A dissenter silenced

by PARVATHI MENON

Gauri Lankesh in Bangalore on March 21, 2011. Photo/K. BHAGYA PRAKASH

Gauri Lankesh’s killing, though one in a long line of similar killings of secular writers, activists and public intellectuals in recent months and years, represents in some sense a turning point, a new and significant moment in the growing environment of intolerance in the country.

It grieves me to write about Gauri Lankesh in the past tense. The television news flash on September 5 of her brutal murder on the steps of her house in Bengaluru was met with initial disbelief and incomprehension by her large constellation of friends, colleagues, acquaintances and admirers. Stunned, friends called each other for confirmation of the dreadful news and to assimilate its import: the similarities between the killing of the distinguished and outspoken academic M.M. Kalburgi in 2015 and Gauri’s murder; the knowledge that Gauri would also have been in the crosshairs of the same forces for her uncompromising stance against communalism; the enabling atmosphere in the country over the last few years for hate crimes of this sort to be committed. These connections provided tentative answers to the question on everyone’s mind: Why Gauri?

The response to news of her death in Bengaluru and other parts of the country assumed the proportions of a tidal wave of grief, anger and, perhaps, fear too. There is also the growing realisation that her killing, though one in a long line of similar killings of secular writers, activists and public intellectuals in recent months and years, represents in some sense a turning point, a new and significant moment in the growing environment of intolerance in the country. For Gauri is—was—a force in Kannada journalism, having carved out a niche in a special kind of adversarial journalism. She has been on the media scene from the 1980s—first with the English media, and since 2000 in Kannada journalism.
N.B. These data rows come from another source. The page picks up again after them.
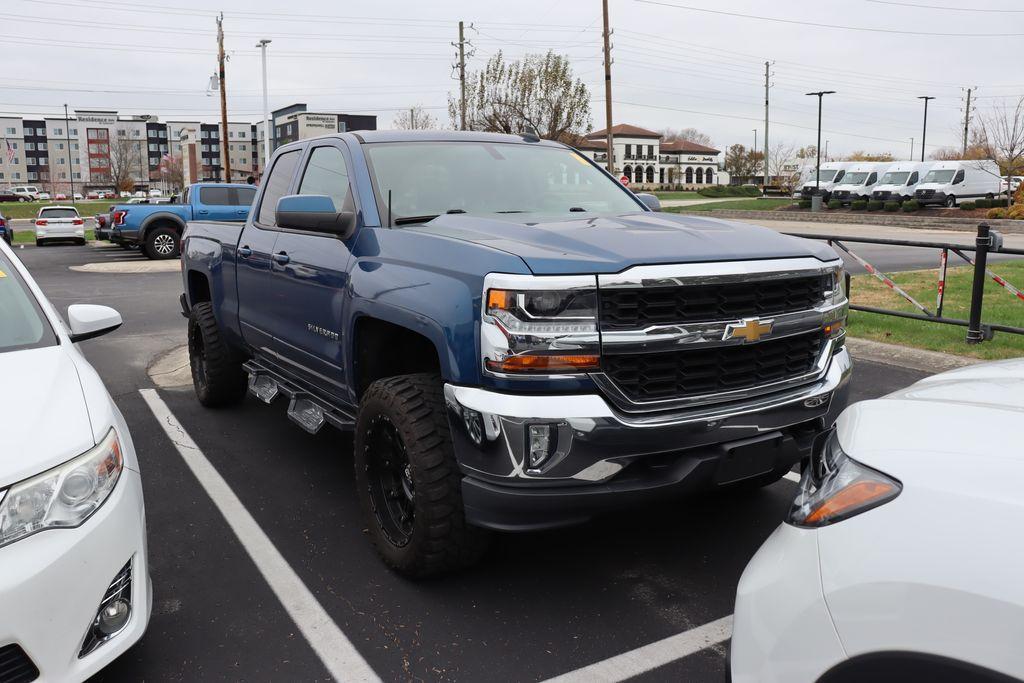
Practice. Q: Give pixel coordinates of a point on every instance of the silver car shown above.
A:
(57, 223)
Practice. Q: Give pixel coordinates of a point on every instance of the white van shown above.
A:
(832, 174)
(859, 181)
(952, 181)
(900, 181)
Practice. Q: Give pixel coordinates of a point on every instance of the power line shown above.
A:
(829, 26)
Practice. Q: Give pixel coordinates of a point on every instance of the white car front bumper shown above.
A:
(782, 631)
(51, 585)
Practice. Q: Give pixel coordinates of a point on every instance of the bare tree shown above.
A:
(688, 134)
(415, 118)
(1004, 129)
(538, 93)
(126, 158)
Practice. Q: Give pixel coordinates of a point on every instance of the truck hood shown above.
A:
(611, 244)
(43, 413)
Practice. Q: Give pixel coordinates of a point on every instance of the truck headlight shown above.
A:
(62, 497)
(539, 325)
(834, 487)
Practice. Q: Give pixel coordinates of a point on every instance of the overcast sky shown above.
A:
(674, 66)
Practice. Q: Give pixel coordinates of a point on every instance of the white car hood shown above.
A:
(44, 420)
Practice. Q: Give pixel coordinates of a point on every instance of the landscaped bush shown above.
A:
(721, 191)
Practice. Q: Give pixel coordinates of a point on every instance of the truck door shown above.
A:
(311, 279)
(254, 281)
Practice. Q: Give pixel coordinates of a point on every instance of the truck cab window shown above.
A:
(276, 186)
(327, 174)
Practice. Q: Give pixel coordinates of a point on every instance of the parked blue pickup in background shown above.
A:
(157, 229)
(517, 341)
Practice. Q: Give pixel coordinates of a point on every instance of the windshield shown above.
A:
(940, 176)
(895, 177)
(427, 179)
(24, 324)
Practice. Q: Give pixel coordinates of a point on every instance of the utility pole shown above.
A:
(924, 131)
(462, 77)
(266, 110)
(71, 169)
(607, 89)
(224, 156)
(767, 65)
(967, 120)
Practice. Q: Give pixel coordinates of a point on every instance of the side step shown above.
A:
(304, 409)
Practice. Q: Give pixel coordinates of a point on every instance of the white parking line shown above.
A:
(335, 650)
(651, 656)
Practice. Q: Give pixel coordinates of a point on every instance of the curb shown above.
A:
(919, 222)
(906, 356)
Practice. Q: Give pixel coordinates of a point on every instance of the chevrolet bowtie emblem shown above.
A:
(750, 329)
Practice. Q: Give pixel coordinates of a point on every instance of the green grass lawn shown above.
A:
(678, 196)
(736, 205)
(31, 209)
(998, 307)
(28, 237)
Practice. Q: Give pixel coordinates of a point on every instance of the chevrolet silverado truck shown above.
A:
(157, 228)
(516, 340)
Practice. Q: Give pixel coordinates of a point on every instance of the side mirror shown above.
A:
(315, 213)
(87, 321)
(650, 201)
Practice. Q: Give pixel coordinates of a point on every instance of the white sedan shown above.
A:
(902, 558)
(75, 587)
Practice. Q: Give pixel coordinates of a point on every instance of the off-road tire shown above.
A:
(162, 243)
(440, 541)
(217, 374)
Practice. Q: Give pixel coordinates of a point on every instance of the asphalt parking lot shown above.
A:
(538, 606)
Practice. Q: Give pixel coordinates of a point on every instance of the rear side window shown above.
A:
(57, 213)
(327, 174)
(24, 324)
(276, 185)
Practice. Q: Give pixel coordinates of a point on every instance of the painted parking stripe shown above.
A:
(651, 656)
(336, 651)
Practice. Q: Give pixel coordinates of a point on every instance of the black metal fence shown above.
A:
(986, 242)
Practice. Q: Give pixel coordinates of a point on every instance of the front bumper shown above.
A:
(781, 629)
(603, 459)
(51, 585)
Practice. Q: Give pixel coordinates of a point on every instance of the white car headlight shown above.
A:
(64, 497)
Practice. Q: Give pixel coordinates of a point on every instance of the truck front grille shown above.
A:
(641, 307)
(648, 377)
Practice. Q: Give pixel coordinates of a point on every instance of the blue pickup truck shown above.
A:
(157, 228)
(516, 340)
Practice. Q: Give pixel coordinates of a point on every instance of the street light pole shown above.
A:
(266, 111)
(925, 129)
(817, 171)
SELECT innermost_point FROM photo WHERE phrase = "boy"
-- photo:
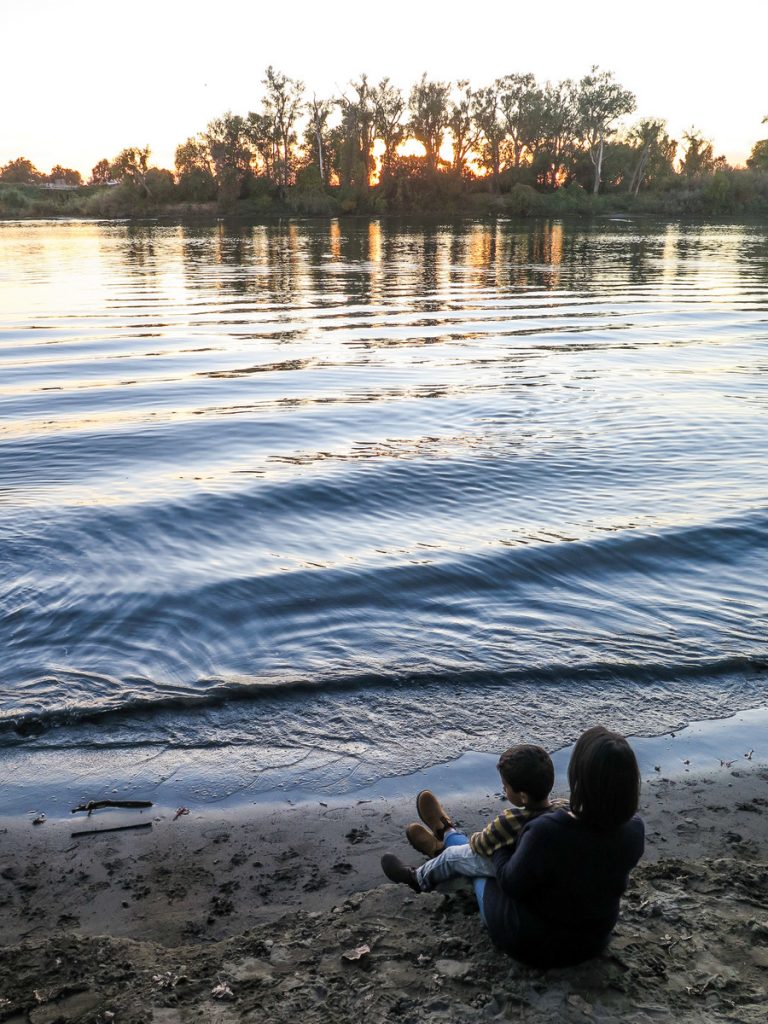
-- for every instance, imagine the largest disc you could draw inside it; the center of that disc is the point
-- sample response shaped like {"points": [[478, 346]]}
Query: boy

Her tabloid, Gauri Lankesh Patrike, an offshoot of Lankesh Patrike which her father started and she took over after his death, is widely read precisely because it offers an alternative kind of journalism.

Gauri adopted her father’s anti-establishment, muckraking tone and style but steered the publication onto a fundamentally new path. She used it as a platform for waging a relentless battle-of-the-pen against the rising tide of Hindutva fundamentalism and its growing hold on India’s body politic. That is why she and her publication incurred the wrath of the Hindu Right. Gauri made no bones about her publication’s bias. She had declared herself an activist-journalist and used every public platform to speak out against communal politics, whether at the State or Central level. She campaigned on the ground and in her newspaper on some of the major flashpoints of communal tension in Karnataka–the Hubli flag-hoisting controversy, the attempt by the Sangh Parivar to convert the Sufi shrine of Bababudangiri into a Hindu temple, and the widespread phenomenon of moral policing by Hindu right-wing groups in coastal Karnataka. She was also active on issues of social justice and women’s rights, though it was unquestionably her anti-communal and secular credentials that she was known for.